To further put residents at ease, officers will wear civilian clothes and try to look like office workers on casual Friday rather than FBI agents, French said. "They won't go in there in a three-piece suit."
Since announcing the initiative in November, police have held several community meetings about the program and developed an advisory council of religious and community leaders. They suggested that the brochures make clear that residents do not have to consent to the search, and they urged that ministers or social workers accompany police during searches, French said.
Some clergy members have apparently volunteered to accompany police on the searches because they are suspicious of their intent.
"My belief is there are ministers that will do it as part of their ministry because they want to make sure police don't overstep their boundaries," said the Rev. David Wright, executive director of the Black Ministerial Alliance, whose board has not decided whether to endorse the program. "And I think that's a valid point."

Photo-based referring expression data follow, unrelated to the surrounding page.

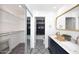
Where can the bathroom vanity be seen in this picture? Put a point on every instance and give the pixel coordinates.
(62, 47)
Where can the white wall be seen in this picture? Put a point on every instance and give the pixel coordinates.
(74, 34)
(49, 23)
(13, 25)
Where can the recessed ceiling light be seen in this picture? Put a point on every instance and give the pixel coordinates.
(54, 7)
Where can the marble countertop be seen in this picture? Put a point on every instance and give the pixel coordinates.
(68, 46)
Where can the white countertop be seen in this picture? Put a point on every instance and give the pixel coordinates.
(68, 46)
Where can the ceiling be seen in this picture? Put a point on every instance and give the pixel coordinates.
(14, 9)
(46, 7)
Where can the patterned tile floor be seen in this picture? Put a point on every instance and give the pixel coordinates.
(39, 48)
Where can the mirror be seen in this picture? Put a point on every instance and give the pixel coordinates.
(69, 20)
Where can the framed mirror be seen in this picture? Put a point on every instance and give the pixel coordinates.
(69, 20)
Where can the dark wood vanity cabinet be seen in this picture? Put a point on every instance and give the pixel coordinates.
(54, 48)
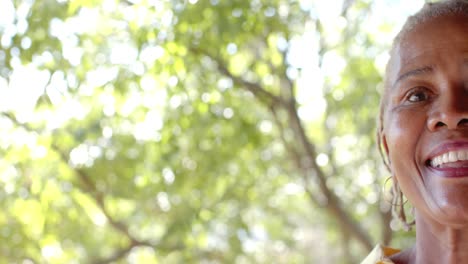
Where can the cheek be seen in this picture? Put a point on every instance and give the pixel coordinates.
(402, 137)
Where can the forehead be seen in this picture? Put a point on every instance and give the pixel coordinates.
(426, 43)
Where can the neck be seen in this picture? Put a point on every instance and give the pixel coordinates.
(436, 243)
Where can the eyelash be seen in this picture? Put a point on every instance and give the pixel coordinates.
(418, 91)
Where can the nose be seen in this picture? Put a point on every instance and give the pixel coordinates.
(451, 110)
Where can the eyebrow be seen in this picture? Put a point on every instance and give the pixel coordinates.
(415, 72)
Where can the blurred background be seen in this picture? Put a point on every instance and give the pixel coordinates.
(193, 131)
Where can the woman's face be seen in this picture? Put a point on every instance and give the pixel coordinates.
(425, 121)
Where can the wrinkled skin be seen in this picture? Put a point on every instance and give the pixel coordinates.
(426, 115)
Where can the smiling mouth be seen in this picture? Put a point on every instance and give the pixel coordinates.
(451, 159)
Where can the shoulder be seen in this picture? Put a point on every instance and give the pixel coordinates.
(380, 255)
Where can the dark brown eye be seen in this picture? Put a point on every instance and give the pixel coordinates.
(418, 95)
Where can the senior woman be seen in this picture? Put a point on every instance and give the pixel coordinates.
(424, 132)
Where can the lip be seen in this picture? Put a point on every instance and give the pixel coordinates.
(457, 172)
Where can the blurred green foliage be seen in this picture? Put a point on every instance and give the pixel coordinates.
(175, 131)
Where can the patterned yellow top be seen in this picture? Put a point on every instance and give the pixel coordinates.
(380, 255)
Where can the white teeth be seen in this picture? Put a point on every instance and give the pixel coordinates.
(451, 156)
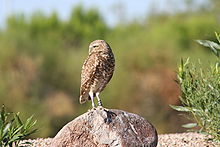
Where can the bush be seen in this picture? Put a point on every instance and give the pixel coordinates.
(201, 92)
(12, 129)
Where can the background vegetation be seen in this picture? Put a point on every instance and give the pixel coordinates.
(41, 58)
(200, 92)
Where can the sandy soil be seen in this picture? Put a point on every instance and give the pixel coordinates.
(165, 140)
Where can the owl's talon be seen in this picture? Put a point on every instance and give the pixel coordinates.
(100, 108)
(92, 109)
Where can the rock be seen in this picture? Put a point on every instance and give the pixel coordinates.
(112, 128)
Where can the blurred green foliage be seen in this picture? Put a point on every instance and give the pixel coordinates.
(200, 92)
(12, 129)
(41, 59)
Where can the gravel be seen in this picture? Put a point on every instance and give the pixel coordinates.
(165, 140)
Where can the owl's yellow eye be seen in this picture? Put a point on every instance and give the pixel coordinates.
(95, 46)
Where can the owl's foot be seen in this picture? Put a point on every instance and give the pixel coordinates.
(100, 108)
(91, 109)
(110, 116)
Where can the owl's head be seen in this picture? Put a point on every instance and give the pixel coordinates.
(98, 46)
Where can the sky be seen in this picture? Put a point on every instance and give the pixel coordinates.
(112, 10)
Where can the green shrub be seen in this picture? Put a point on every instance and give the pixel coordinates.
(12, 129)
(201, 92)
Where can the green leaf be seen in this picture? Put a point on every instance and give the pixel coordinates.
(17, 119)
(180, 108)
(212, 45)
(189, 125)
(6, 128)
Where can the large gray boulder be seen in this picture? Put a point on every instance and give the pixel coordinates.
(112, 128)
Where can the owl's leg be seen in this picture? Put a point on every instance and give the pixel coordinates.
(99, 100)
(92, 98)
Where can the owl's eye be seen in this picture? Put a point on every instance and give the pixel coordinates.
(94, 46)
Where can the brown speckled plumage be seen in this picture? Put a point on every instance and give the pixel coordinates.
(97, 70)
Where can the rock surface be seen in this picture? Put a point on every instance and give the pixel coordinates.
(101, 128)
(188, 139)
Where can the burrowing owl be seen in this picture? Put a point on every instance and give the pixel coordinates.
(97, 71)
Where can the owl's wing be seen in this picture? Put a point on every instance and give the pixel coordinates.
(87, 75)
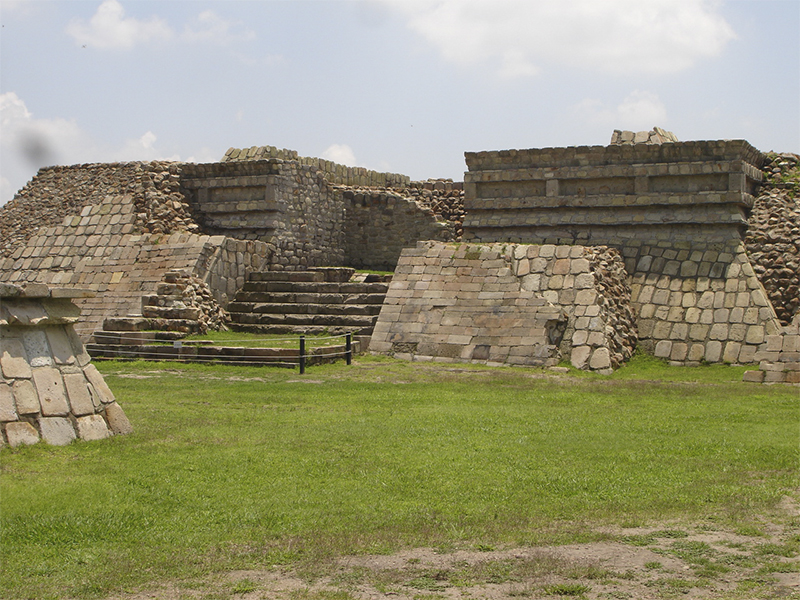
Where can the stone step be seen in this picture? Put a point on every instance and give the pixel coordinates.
(134, 338)
(284, 329)
(288, 276)
(145, 324)
(346, 321)
(315, 288)
(165, 312)
(308, 298)
(304, 308)
(313, 274)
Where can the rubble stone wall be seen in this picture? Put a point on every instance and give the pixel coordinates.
(49, 390)
(380, 223)
(98, 250)
(508, 304)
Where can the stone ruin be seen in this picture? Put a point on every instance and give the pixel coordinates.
(692, 247)
(48, 388)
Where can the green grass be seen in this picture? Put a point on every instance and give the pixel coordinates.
(237, 468)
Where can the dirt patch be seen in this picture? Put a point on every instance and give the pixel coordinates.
(641, 563)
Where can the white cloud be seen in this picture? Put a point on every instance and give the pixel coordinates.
(340, 153)
(639, 111)
(521, 37)
(210, 27)
(28, 143)
(109, 28)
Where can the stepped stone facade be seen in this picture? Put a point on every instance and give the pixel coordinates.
(694, 247)
(508, 303)
(676, 212)
(48, 389)
(117, 229)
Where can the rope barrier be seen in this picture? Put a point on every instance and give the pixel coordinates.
(195, 352)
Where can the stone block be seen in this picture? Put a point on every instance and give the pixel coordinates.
(78, 394)
(696, 352)
(92, 427)
(755, 334)
(679, 351)
(8, 411)
(26, 398)
(579, 356)
(50, 388)
(13, 360)
(21, 433)
(731, 352)
(57, 431)
(747, 354)
(713, 351)
(117, 420)
(60, 345)
(663, 349)
(99, 384)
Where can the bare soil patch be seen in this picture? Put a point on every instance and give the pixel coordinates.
(672, 561)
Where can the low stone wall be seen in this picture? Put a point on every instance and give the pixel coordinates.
(507, 304)
(612, 195)
(48, 388)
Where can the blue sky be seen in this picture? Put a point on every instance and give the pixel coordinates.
(393, 85)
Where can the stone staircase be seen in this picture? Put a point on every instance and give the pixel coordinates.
(321, 300)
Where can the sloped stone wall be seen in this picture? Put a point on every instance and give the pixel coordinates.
(778, 357)
(380, 223)
(333, 172)
(98, 250)
(507, 304)
(48, 389)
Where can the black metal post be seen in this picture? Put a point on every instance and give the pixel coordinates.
(302, 354)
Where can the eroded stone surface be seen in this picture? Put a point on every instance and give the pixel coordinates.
(57, 431)
(92, 427)
(21, 433)
(117, 420)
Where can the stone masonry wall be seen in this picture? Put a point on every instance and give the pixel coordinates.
(98, 250)
(507, 304)
(676, 212)
(773, 234)
(284, 203)
(48, 388)
(334, 173)
(380, 223)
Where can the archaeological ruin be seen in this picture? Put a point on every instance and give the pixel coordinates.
(49, 390)
(689, 251)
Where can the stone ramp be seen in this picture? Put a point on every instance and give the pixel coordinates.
(508, 304)
(307, 302)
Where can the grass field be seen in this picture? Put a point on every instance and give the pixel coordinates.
(233, 468)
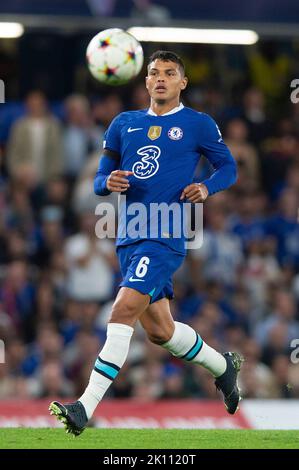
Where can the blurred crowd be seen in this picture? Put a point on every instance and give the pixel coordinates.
(240, 290)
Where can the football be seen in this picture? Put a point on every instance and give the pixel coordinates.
(114, 57)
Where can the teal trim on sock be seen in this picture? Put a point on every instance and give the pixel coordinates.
(110, 371)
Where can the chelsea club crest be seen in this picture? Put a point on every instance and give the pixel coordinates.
(175, 133)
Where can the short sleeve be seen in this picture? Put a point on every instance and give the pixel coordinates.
(112, 136)
(211, 142)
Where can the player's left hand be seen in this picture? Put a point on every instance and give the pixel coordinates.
(195, 192)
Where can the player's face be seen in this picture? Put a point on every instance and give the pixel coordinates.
(164, 81)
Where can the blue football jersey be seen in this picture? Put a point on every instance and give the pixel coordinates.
(162, 152)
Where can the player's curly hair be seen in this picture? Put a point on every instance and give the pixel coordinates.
(166, 56)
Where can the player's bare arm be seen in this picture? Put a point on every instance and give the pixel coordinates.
(195, 192)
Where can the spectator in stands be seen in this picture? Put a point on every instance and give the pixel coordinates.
(34, 146)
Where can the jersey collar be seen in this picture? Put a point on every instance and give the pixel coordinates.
(172, 111)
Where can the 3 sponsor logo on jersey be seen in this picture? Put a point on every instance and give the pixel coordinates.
(175, 133)
(148, 165)
(154, 132)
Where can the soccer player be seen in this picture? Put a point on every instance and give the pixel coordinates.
(150, 156)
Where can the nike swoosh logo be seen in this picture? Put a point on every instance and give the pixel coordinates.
(135, 129)
(132, 279)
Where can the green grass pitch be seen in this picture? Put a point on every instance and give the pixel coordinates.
(53, 438)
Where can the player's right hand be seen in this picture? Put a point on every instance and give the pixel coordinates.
(116, 182)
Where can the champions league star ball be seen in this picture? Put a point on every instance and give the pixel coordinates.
(114, 57)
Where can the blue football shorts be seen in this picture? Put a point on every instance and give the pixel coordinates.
(147, 266)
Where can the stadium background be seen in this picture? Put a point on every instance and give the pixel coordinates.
(57, 281)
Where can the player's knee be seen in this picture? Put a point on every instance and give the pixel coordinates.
(123, 312)
(158, 336)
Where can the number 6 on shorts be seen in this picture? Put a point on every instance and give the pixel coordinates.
(141, 269)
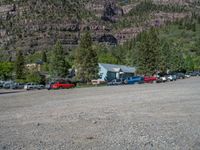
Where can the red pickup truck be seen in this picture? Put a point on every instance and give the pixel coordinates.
(150, 79)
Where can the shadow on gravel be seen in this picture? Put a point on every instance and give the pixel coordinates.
(10, 92)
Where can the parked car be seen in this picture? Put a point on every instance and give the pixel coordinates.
(148, 79)
(48, 86)
(134, 80)
(187, 75)
(116, 82)
(17, 86)
(180, 75)
(33, 86)
(195, 73)
(161, 79)
(62, 85)
(7, 84)
(171, 77)
(1, 84)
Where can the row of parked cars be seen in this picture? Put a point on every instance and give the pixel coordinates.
(14, 85)
(160, 78)
(61, 84)
(66, 84)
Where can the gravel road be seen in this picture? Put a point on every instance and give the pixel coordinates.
(137, 117)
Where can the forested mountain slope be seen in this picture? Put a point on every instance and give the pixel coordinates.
(36, 25)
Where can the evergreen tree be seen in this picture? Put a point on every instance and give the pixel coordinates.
(148, 53)
(20, 65)
(86, 60)
(58, 65)
(44, 56)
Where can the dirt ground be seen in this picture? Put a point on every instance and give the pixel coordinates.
(150, 116)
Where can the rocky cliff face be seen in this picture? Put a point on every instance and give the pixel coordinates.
(36, 25)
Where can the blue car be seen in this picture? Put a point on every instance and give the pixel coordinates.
(134, 80)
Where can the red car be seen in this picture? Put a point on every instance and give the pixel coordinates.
(62, 85)
(150, 79)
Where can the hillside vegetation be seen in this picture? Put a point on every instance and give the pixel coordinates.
(120, 31)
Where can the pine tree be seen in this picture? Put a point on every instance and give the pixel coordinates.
(86, 60)
(19, 64)
(58, 65)
(149, 53)
(44, 56)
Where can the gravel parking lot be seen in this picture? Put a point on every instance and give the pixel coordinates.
(149, 116)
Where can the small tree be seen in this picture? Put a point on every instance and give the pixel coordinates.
(19, 65)
(6, 70)
(148, 53)
(44, 56)
(86, 60)
(58, 65)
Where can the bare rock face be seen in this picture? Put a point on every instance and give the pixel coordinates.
(35, 25)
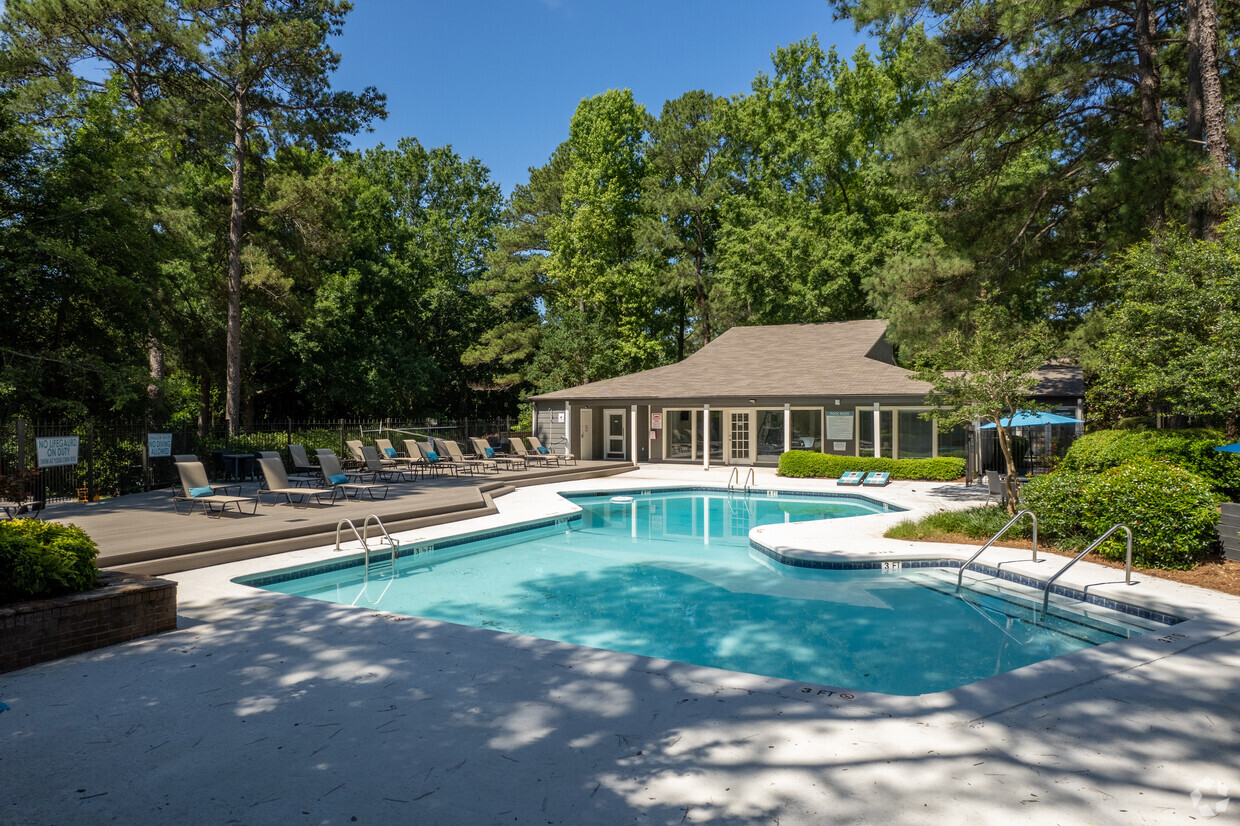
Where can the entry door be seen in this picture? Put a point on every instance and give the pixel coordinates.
(613, 434)
(587, 440)
(740, 448)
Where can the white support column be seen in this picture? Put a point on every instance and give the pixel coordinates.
(706, 437)
(788, 428)
(633, 433)
(878, 433)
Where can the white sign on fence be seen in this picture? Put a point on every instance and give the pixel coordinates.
(159, 444)
(55, 452)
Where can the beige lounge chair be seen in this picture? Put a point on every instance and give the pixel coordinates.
(454, 453)
(537, 447)
(197, 490)
(336, 476)
(418, 453)
(518, 448)
(506, 461)
(278, 485)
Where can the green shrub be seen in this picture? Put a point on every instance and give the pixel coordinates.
(1172, 512)
(809, 464)
(44, 559)
(1192, 449)
(975, 522)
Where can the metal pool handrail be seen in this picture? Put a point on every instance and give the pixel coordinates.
(960, 577)
(1127, 562)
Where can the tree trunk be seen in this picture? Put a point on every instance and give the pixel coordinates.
(232, 355)
(1205, 94)
(1013, 490)
(1148, 84)
(155, 390)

Other ministers are staying away from the searches. They fear that if they are with police when they find a gun that is connected to a homicide, residents will stop trusting them.
"I'm not going to go and help them get a gun, and then a kid gets arrested because there's a body on it," said the Rev. Shaun O. Harrison, a Dorchester minister. "There is my credibility going down the tubes."
Like many ministers, Harrison works with gang members and tries to persuade them to hand over their weapons anonymously. He knows they trust him because he will not turn them in.
Harrison has also lost a loved one to the violence: His nephew, Roderick Carter, 23, was fatally shot last month.
"I'm conflicted about this thing here," Harrison said. "I know they're trying to do everything they can to get guns off the street. I commend them for that, but I don't think that's the way." French said police will test all the guns to see if they were used in shootings. But he said he doubts any child would be arrested as a result of the search, even if police found a gun that turned out to be a murder weapon.
"If I stopped you today and you have a gun, that doesn't suggest that you had that firearm two months ago," he said. "It doesn't put you at the scene of a crime. . . . If we don't have any information that ties you to the earlier crime, that investigation is going to go nowhere."
Wright said it is possible that a child could be storing a gun for a gang member - a friend, a relative - and would be beaten if police took the gun. But French said that possibility was remote.
"There are a thousand what ifs with this program," French said. "I don't see us running into a lot of situations where we run into some of the worst-case scenarios that are being put out there."
French has found converts. He won over M.C. Spice, host of "The Big Morning Thing" at Touch 106.1 FM, when he spoke about the program on the show.
"I was so against it," said M.C. Spice, program director of the station, located in Grove Hall. "But the fact that he came in here and he was a person - he wasn't in there with direct orders: 'Hey we're the Gestapo and we're going to go in.' He said his point with passion and conviction. He cared about the youth."